CHAPTER LIV
Concerning Septimius

I was spared the ungraciousness of urging the young soldier’s departure, for when I met him on the next morning his first topic was escape. He had been since daybreak examining from my turrets the accessible passages of the fortifications, and had even, by the help of a peasant, despatched a letter to his friends, requesting either a formal demand of his person from the Jews, or some private effort to extricate him.

But this glow of society was transient. In the fall of his charger he had been violently bruised. He now complained of inward suffering, and his pallid face and feeble words gave painful proof that he had much still to undergo, tho, even if he was perfectly recovered, the crowded battlements and the popular rage showed the impossibility of immediate return.

Vexed and Suspicious

Three days passed thus drearily. At home I was surrounded by sickness or vexed by suspicion—the worst sickness of the mind. Septimius lay in his chamber, struggling to laugh, talk, and read away the heavy hours, and finally, like all such strugglers, giving up the task in despair. His thoughts were in the Roman camp.
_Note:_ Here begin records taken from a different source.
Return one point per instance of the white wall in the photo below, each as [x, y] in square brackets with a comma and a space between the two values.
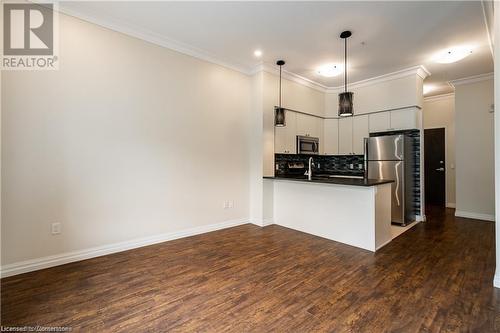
[379, 96]
[439, 111]
[496, 56]
[475, 191]
[126, 140]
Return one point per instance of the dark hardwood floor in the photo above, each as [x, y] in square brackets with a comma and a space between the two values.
[437, 277]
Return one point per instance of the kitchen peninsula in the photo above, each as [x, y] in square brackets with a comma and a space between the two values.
[354, 211]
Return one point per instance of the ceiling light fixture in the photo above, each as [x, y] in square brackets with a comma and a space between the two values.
[330, 70]
[279, 112]
[345, 98]
[454, 54]
[428, 88]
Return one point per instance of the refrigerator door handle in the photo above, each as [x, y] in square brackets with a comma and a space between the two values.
[365, 142]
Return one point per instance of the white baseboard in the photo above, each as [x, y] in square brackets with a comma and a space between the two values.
[64, 258]
[473, 215]
[262, 223]
[420, 218]
[496, 279]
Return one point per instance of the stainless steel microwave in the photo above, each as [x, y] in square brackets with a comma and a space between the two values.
[307, 145]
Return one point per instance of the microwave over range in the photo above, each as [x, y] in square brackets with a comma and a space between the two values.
[307, 145]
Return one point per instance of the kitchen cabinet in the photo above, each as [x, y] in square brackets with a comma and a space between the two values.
[405, 119]
[360, 131]
[308, 125]
[330, 137]
[394, 120]
[345, 135]
[380, 122]
[284, 137]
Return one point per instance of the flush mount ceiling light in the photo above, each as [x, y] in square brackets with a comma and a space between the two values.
[345, 99]
[428, 88]
[330, 70]
[279, 112]
[453, 54]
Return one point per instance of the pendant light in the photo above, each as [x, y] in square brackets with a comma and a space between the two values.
[345, 98]
[279, 112]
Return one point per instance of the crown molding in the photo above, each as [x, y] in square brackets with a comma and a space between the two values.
[129, 29]
[488, 17]
[267, 68]
[151, 37]
[419, 70]
[439, 97]
[471, 79]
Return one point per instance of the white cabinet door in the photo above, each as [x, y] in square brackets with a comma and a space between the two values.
[331, 137]
[308, 125]
[359, 133]
[284, 137]
[380, 122]
[345, 136]
[405, 119]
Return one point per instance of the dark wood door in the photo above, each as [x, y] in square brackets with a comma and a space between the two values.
[435, 167]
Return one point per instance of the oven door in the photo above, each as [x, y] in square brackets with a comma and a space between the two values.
[307, 145]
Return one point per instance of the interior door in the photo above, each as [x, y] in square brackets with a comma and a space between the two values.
[435, 166]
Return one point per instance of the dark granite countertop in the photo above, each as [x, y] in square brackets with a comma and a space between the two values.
[336, 180]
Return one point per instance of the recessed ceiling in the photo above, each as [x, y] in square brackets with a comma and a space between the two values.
[387, 36]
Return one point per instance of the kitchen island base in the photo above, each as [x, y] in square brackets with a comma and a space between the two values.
[355, 215]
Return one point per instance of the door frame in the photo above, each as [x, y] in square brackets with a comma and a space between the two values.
[446, 203]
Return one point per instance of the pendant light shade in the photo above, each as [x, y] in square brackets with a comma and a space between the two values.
[346, 108]
[345, 104]
[279, 112]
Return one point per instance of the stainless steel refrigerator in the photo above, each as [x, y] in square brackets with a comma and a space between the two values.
[393, 157]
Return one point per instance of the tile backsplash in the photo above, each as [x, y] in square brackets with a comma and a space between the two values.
[293, 164]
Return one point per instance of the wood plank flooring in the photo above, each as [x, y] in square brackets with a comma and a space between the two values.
[437, 277]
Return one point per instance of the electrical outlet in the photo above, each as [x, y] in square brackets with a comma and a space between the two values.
[55, 228]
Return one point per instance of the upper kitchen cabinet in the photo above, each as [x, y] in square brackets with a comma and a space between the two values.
[405, 119]
[330, 137]
[309, 125]
[284, 137]
[360, 131]
[395, 120]
[345, 135]
[379, 122]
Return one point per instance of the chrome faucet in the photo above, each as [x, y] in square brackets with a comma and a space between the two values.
[309, 171]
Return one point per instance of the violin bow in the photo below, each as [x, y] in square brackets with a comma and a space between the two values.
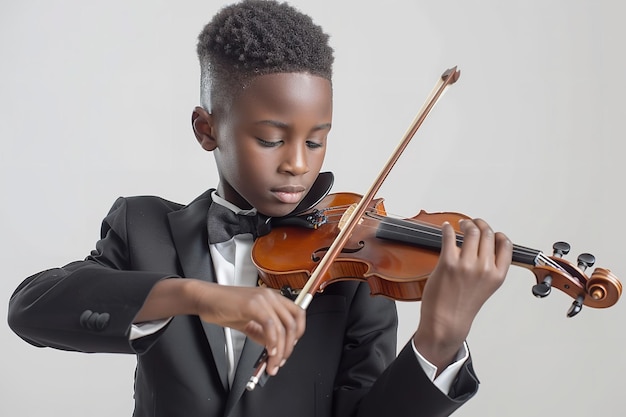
[312, 285]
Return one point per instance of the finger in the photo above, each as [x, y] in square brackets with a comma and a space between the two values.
[471, 240]
[449, 249]
[504, 252]
[293, 319]
[486, 248]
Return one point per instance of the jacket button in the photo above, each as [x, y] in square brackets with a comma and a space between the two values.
[94, 320]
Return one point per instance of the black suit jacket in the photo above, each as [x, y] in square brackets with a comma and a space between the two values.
[344, 365]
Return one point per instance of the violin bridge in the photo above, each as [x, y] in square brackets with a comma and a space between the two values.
[346, 215]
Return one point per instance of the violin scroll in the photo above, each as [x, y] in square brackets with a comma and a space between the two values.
[601, 290]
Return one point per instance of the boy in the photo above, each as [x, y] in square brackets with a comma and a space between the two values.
[167, 283]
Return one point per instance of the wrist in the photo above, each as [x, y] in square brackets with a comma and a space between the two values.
[438, 346]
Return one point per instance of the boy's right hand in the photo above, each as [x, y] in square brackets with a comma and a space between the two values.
[262, 314]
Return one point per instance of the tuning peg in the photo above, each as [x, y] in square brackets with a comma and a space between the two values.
[576, 306]
[543, 288]
[560, 249]
[586, 260]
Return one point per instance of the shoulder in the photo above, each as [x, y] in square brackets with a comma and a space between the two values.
[149, 204]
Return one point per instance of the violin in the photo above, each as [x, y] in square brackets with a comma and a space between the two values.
[350, 237]
[396, 256]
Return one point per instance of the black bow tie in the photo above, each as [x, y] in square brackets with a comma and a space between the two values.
[223, 224]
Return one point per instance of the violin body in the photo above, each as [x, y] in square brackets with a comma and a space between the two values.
[397, 263]
[289, 254]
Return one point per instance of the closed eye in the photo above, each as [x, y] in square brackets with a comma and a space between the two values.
[269, 144]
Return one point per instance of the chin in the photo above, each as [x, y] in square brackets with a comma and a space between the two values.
[278, 211]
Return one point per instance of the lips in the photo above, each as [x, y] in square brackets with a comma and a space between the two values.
[289, 194]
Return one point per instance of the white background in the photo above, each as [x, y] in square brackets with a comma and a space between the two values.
[95, 102]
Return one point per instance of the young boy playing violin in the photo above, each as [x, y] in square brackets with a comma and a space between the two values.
[175, 284]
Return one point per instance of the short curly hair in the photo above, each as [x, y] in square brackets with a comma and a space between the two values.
[258, 37]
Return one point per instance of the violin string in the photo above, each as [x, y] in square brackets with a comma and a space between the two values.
[411, 226]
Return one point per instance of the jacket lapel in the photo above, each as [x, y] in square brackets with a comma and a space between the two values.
[245, 368]
[189, 231]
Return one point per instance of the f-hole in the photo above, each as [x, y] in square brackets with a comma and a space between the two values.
[316, 258]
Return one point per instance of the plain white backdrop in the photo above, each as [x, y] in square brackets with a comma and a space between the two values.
[95, 102]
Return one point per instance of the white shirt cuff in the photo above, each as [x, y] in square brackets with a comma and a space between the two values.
[446, 377]
[138, 330]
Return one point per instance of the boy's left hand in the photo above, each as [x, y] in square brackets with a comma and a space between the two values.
[464, 278]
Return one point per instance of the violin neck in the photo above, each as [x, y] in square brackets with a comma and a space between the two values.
[429, 236]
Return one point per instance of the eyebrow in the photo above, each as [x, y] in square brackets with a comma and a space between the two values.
[282, 125]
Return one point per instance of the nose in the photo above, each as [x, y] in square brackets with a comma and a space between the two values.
[295, 160]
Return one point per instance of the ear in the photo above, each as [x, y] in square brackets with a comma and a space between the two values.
[202, 124]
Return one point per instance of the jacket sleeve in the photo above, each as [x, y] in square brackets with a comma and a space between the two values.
[86, 305]
[375, 382]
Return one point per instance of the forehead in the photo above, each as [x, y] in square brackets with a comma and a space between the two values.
[285, 95]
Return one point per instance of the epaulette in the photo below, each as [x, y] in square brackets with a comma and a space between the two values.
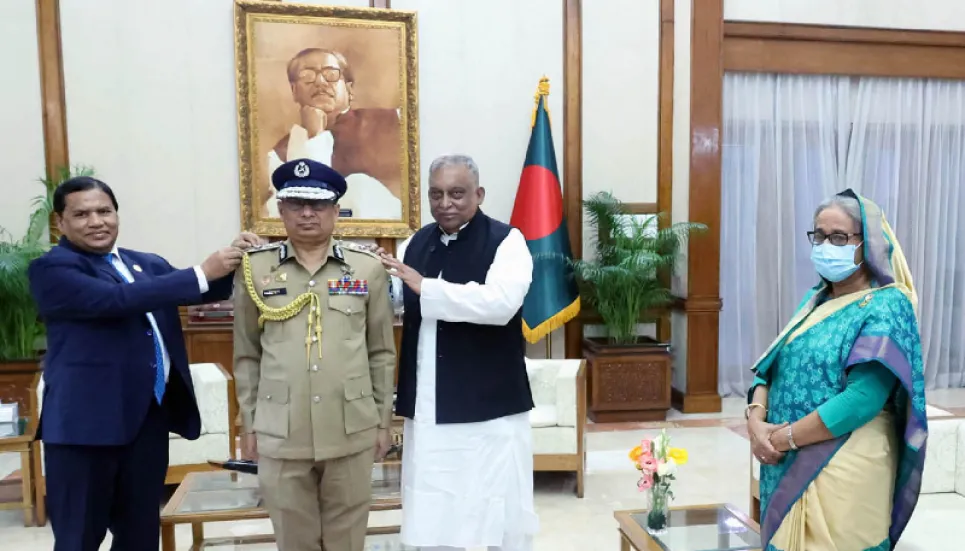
[266, 247]
[355, 247]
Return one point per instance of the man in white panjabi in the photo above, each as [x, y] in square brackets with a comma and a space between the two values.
[361, 144]
[467, 461]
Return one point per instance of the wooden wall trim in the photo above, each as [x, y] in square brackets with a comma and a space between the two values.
[573, 150]
[52, 97]
[52, 86]
[703, 263]
[665, 109]
[808, 49]
[822, 33]
[665, 136]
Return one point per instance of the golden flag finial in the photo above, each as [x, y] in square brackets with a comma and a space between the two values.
[543, 89]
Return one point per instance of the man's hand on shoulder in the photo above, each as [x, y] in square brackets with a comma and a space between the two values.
[221, 263]
[247, 240]
[409, 276]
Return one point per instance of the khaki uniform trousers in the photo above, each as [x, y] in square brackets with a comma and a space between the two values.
[316, 506]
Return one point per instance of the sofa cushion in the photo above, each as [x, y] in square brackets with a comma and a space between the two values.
[554, 440]
[211, 390]
[941, 456]
[213, 447]
[542, 416]
[542, 380]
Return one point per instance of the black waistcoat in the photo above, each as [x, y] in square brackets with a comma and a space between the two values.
[480, 369]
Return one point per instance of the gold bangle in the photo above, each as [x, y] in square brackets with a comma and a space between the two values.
[747, 410]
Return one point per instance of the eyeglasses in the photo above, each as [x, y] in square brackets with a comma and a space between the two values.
[309, 75]
[298, 205]
[837, 239]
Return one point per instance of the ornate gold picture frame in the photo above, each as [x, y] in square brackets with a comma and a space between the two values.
[338, 85]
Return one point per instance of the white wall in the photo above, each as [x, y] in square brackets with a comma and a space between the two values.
[21, 117]
[621, 62]
[948, 15]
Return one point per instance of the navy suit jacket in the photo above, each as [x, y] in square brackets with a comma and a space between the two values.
[98, 369]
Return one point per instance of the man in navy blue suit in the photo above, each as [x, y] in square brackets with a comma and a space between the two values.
[116, 377]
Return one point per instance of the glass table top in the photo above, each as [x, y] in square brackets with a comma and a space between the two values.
[372, 543]
[221, 491]
[703, 529]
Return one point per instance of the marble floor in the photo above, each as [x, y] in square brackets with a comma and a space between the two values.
[717, 472]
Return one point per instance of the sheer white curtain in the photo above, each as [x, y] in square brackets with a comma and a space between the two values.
[791, 141]
[907, 153]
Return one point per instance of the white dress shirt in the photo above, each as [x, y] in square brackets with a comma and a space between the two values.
[125, 272]
[468, 485]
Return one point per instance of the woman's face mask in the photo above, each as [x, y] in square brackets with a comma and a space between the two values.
[833, 262]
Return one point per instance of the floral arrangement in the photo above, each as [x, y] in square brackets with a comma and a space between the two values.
[657, 463]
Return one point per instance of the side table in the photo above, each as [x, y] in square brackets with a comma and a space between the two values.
[22, 444]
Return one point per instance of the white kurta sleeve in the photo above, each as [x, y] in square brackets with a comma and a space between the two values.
[395, 284]
[493, 303]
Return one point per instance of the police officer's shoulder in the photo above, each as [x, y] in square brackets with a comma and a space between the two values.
[352, 247]
[263, 248]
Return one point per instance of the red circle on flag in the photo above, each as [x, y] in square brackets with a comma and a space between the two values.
[538, 210]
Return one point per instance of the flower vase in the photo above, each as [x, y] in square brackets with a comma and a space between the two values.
[658, 515]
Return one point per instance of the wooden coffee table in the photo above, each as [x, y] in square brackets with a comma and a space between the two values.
[226, 496]
[22, 444]
[699, 528]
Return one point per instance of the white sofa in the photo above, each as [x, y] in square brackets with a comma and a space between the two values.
[559, 418]
[942, 484]
[214, 387]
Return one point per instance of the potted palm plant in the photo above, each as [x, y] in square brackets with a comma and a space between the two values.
[626, 282]
[21, 332]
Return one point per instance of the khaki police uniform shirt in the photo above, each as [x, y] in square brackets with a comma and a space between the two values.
[300, 405]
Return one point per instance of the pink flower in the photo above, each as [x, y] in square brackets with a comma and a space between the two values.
[648, 464]
[645, 483]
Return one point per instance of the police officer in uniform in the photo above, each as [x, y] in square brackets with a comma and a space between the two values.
[314, 363]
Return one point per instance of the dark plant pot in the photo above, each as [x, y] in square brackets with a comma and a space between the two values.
[628, 382]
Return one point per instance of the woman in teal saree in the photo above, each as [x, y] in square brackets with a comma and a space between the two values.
[837, 409]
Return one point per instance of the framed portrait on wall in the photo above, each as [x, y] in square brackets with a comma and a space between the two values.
[338, 85]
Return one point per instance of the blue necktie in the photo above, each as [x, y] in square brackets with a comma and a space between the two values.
[159, 383]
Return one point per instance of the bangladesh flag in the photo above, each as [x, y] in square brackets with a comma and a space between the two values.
[553, 299]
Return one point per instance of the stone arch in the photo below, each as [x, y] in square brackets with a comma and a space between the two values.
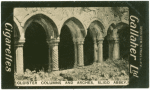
[48, 25]
[97, 29]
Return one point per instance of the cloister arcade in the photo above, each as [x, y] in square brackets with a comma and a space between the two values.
[73, 39]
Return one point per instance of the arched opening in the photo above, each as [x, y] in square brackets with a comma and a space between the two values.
[105, 48]
[88, 49]
[35, 48]
[124, 40]
[66, 49]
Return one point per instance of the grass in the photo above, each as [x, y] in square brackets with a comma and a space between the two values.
[108, 70]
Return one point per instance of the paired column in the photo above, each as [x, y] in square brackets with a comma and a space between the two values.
[54, 63]
[116, 50]
[80, 53]
[110, 49]
[19, 58]
[95, 51]
[100, 50]
[75, 54]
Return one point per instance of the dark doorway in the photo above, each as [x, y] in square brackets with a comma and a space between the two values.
[66, 49]
[88, 49]
[35, 48]
[124, 41]
[105, 49]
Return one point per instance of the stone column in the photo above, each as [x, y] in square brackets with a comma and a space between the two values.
[75, 55]
[95, 51]
[19, 58]
[110, 49]
[49, 56]
[100, 50]
[55, 61]
[80, 53]
[116, 50]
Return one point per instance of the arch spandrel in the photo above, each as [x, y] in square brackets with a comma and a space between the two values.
[79, 28]
[48, 25]
[97, 29]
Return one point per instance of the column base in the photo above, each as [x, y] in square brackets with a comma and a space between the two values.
[99, 61]
[56, 69]
[81, 65]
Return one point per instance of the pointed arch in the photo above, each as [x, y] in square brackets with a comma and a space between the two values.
[76, 27]
[48, 25]
[97, 29]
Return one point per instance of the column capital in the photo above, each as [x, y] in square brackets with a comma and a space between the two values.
[80, 41]
[53, 41]
[116, 41]
[116, 38]
[100, 40]
[20, 43]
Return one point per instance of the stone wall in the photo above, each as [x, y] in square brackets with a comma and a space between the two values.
[86, 15]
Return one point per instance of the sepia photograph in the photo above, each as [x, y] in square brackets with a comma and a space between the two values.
[74, 44]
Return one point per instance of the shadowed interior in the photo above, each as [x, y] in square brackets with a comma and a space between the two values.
[66, 49]
[88, 49]
[35, 48]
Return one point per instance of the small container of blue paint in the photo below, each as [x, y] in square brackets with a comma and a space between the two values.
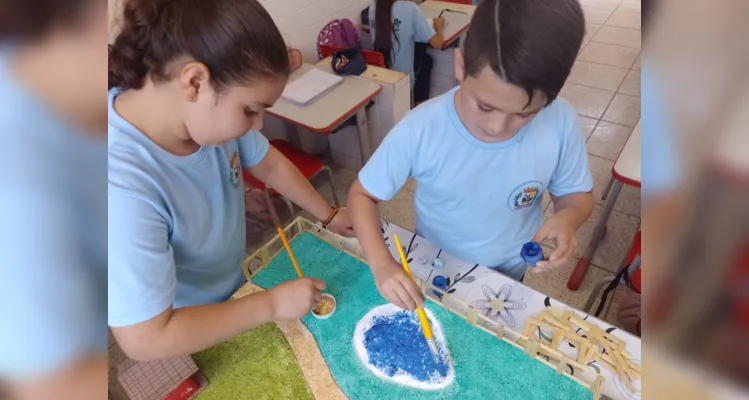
[440, 282]
[532, 253]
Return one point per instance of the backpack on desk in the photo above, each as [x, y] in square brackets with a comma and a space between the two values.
[338, 33]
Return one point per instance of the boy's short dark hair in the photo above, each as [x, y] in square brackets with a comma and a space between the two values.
[528, 43]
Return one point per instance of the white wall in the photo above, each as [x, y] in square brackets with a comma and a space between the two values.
[300, 21]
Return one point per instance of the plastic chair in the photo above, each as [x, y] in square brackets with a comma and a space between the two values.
[310, 166]
[632, 264]
[370, 57]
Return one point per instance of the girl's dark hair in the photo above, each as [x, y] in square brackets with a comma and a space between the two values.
[384, 30]
[30, 19]
[530, 43]
[235, 39]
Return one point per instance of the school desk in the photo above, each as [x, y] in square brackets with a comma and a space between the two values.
[466, 283]
[331, 110]
[626, 170]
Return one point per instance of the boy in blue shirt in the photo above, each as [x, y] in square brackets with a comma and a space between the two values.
[483, 154]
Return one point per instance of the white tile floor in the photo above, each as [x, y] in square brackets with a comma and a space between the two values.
[604, 88]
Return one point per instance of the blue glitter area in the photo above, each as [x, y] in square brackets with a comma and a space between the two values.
[484, 367]
[395, 343]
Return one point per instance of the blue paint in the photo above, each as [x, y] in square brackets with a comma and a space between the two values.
[440, 282]
[396, 343]
[532, 253]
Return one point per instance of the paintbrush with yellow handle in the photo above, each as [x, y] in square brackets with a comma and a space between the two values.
[281, 233]
[419, 310]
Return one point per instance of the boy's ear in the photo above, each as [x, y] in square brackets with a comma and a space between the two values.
[459, 66]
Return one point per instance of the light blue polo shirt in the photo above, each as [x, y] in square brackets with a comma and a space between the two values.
[53, 230]
[480, 201]
[176, 223]
[411, 26]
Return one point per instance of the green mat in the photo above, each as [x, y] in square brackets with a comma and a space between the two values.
[484, 366]
[259, 364]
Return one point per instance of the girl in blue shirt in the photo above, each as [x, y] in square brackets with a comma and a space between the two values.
[190, 82]
[396, 26]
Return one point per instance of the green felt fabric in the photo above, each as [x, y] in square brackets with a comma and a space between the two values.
[484, 366]
[259, 364]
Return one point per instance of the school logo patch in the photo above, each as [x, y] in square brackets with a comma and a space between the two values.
[236, 169]
[524, 195]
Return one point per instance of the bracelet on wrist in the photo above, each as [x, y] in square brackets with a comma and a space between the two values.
[328, 220]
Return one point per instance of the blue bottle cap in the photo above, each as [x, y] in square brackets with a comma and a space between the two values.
[532, 253]
[439, 282]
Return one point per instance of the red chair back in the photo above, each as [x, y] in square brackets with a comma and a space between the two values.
[370, 57]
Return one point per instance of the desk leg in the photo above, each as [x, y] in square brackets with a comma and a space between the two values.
[578, 274]
[365, 142]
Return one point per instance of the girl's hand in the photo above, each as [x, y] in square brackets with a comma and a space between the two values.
[295, 299]
[341, 224]
[439, 24]
[558, 229]
[396, 286]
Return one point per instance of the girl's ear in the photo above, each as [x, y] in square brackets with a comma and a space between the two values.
[193, 77]
[459, 66]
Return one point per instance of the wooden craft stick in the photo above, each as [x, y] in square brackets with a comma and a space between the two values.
[500, 331]
[546, 316]
[561, 366]
[596, 387]
[531, 348]
[529, 326]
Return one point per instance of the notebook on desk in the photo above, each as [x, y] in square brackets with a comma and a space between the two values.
[430, 21]
[311, 86]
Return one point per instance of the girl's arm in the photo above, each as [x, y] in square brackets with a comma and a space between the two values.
[191, 329]
[438, 39]
[278, 172]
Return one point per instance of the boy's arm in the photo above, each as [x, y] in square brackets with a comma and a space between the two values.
[571, 188]
[385, 173]
[570, 212]
[392, 281]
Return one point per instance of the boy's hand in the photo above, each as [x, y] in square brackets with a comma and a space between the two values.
[397, 287]
[341, 224]
[439, 24]
[295, 299]
[558, 229]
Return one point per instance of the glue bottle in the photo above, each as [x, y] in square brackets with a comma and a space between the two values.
[532, 253]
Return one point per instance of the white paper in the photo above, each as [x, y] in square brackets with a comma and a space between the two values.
[310, 86]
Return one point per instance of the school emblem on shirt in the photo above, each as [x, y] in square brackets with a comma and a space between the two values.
[524, 195]
[236, 169]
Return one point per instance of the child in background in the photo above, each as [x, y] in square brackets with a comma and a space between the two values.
[400, 25]
[484, 153]
[190, 81]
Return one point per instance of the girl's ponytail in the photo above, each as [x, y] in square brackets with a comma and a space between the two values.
[128, 56]
[235, 39]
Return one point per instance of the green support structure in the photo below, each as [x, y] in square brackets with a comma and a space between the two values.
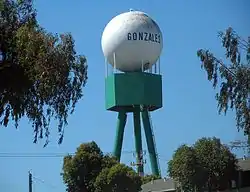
[138, 140]
[133, 92]
[121, 122]
[150, 143]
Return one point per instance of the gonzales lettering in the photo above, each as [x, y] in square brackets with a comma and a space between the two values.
[144, 36]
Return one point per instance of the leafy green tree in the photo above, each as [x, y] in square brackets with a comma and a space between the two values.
[233, 78]
[207, 164]
[118, 178]
[219, 164]
[91, 171]
[41, 76]
[184, 168]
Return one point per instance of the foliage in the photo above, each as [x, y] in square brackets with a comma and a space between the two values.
[91, 171]
[234, 78]
[41, 77]
[149, 178]
[206, 164]
[118, 178]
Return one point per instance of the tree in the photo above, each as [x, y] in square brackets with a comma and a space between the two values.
[149, 178]
[207, 164]
[234, 78]
[41, 76]
[185, 168]
[118, 178]
[89, 170]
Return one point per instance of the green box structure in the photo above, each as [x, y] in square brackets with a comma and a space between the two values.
[125, 90]
[139, 93]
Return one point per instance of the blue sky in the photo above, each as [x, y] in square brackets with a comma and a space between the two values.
[189, 112]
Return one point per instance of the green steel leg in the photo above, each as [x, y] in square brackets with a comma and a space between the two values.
[138, 140]
[150, 143]
[121, 122]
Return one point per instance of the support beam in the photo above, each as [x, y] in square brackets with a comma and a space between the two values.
[138, 140]
[121, 122]
[150, 143]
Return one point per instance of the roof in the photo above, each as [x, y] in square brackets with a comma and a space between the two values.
[159, 185]
[168, 184]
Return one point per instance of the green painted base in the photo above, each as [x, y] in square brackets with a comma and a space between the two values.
[126, 90]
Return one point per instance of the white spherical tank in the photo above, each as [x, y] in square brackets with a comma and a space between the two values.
[132, 41]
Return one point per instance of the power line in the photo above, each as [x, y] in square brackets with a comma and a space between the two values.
[42, 155]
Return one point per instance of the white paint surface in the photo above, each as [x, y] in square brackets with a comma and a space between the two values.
[143, 48]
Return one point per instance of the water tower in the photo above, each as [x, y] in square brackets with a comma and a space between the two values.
[132, 43]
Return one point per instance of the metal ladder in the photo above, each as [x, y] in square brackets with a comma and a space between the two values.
[153, 135]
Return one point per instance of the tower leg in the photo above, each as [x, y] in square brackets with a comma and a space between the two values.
[138, 140]
[150, 143]
[121, 122]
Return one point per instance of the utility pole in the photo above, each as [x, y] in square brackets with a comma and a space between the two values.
[139, 162]
[30, 181]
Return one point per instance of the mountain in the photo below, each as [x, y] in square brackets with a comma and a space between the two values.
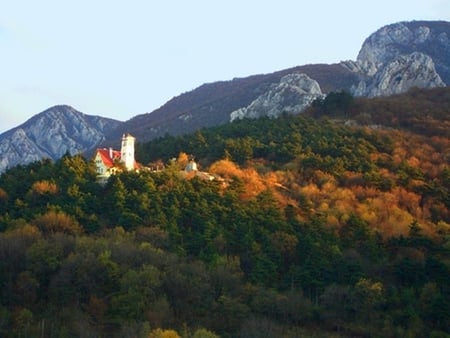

He professed gratitude of the deepest nature for the service that I had done him now for the second time, if saving so unimportant a life was a service either to him or any one else. Yet he almost wished that he had been left where he was found.

At such times his voice sank, and he was evidently thinking of subjects near to his heart.

Then his soldiership would come again—a man could not finish his course better than among his gallant comrades; and with all his anxiety to return, he felt no trivial concern as to the view which Titus might take of the whole unfortunate affair. Of justice he was secure; but to be questioned for his military conduct was in itself a degradation. The loss of Sempronius, too, the most confidential friend and counselor of the Emperor, would weigh heavily—while there was nothing but his own testimony to sustain his honor against the crowd of secret enemies that every man of military rank was certain to have.

“In short,” said he, “on my sleepless couch I have turned true penitent for the foolish curiosity which prompted me to solicit the command of an escort, which would have been by right put under the care of some mere tribune.”